Here's an example of how to use AudioCodec-Hub to encode and decode one single file:

from audiocodec import AudioCodec

NQ = 8
CODEBOOK_OFFSET = True

# Initialize the audio codec with a specific model name
model_name = "encodec_24khz"
audio_codec = AudioCodec(model_name)

# Encode an audio file
f_in_enc = "test_wavs/61_70970_000007_000001.wav"
f_out_enc = "encoded.json"
audio_codec.encode_file(f_in_enc, f_out_enc, n_q=NQ, codebook_offset=CODEBOOK_OFFSET)

# Decode the encoded audio data
f_out_dec = "decoded.wav"
audio_codec.decode_file(f_out_enc, f_out_dec, codebook_offset=CODEBOOK_OFFSET)

print("Encoding and decoding completed successfully!")

Encoding and Decoding an Entire Directory in Batch Mode

from audiocodec import AudioCodec

NQ = 8
CODEBOOK_OFFSET = True
BATCH_SIZE = 8

# Initialize the audio codec with a specific model name
model_name = "encodec_24khz"
audio_codec = AudioCodec(model_name)

# Encode all audio files in a directory (Support batch mode)
dir_in_enc = "test_wavs"
dir_out_enc = "encoded_dir"
audio_codec.encode_dir(dir_in_enc, dir_out_enc, n_q=NQ, codebook_offset=CODEBOOK_OFFSET, batch_size=BATCH_SIZE)

# Decode all encoded audio files in a directory (Currently not supporting batch mode)
dir_out_dec = "decoded_dir"
audio_codec.decode_dir(dir_out_enc, dir_out_dec, codebook_offset=CODEBOOK_OFFSET)

print("Encoding and decoding completed successfully!")

Custom Models

AudioCodec-Hub allows you to implement custom audio codec models seamlessly. To create your own codec model, you only need to define a class that inherits from CodecModel and implement a few key functions. Contributions to the project through pull requests are always welcome!

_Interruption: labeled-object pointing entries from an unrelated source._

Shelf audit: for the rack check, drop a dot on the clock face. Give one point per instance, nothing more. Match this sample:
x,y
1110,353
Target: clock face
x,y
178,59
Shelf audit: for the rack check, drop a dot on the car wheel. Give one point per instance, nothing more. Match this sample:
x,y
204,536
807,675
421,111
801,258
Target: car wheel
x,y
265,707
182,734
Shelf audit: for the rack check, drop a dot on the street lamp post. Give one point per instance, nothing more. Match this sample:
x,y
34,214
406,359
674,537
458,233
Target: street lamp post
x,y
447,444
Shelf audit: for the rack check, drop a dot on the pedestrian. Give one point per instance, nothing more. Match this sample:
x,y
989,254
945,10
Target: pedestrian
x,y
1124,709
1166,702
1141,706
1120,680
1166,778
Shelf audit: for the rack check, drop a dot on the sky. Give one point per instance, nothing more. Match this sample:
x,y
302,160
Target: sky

Implementing a Custom Model

  1. Begin by creating a Python class that inherits from CodecModel. Here's a basic template to get you started:
from audiocodechub import CodecModel
import torch

class CustomAudioCodec(CodecModel):
    def __init__(self):
        super().__init__()
        # Initialize your custom model here

    def load_model(self):
        # Load your custom model from a file or initialize it here
        pass

    @torch.no_grad()
    def encode_tensor(self, x):
        """
        Implement your encoding logic here.
        Args:
            x (Tensor): Input audio tensor [B x 1 x T_wav].

        Returns:
            codes (Tensor): Encoded codes [B x n_q x T_code].
        """
        pass

    @torch.no_grad()
    def decode_tensor(self, codes):
        """
        Implement your decoding logic here.
        Args:
            codes (Tensor): Encoded codes to be decoded.

        Returns:
            Tensor: Decoded audio waveform.
        """
        pass

    @property
    def codebook_size(self):
        """
        Define the size of your custom model's codebook.
        """
        pass

    @property
    def sample_rate(self):
        """
        Define the sample rate of your custom model.
        """
        pass

    @property
    def downsample_rate(self):
        """
        Define the downsampling rate of your custom model.
        """
        pass
  1. In your custom class, implement the encode_tensor and decode_tensor functions according to your model's encoding and decoding logic.

  2. Set the properties codebook_size, sample_rate, and downsample_rate with the appropriate values for your custom model.

Unittesting

python -m unittest discover -s audiocodec/tests

Disclaimer

  • I haven't carefully checked the encoded codes in batch mode. There might be minor mismatches when using these pre-trained models. However, I have provided unit tests, and the resynthesis results can be found in the test_results/ directory.

  • This package serves as a wrapper for neural audio/speech codec models. I have used this package for conducting experiments, but it's important to note that all credit for the pre-trained models goes to their respective creators, not me. I simply provide a wrapper and create a unified interface, which can be still futher improved. I hope you find this package useful.

Contributions

We encourage contributions to AudioCodec-Hub, including the addition of new custom models. If you've implemented a new model, feel free to submit a pull request to include it in the project. Your contributions are greatly appreciated!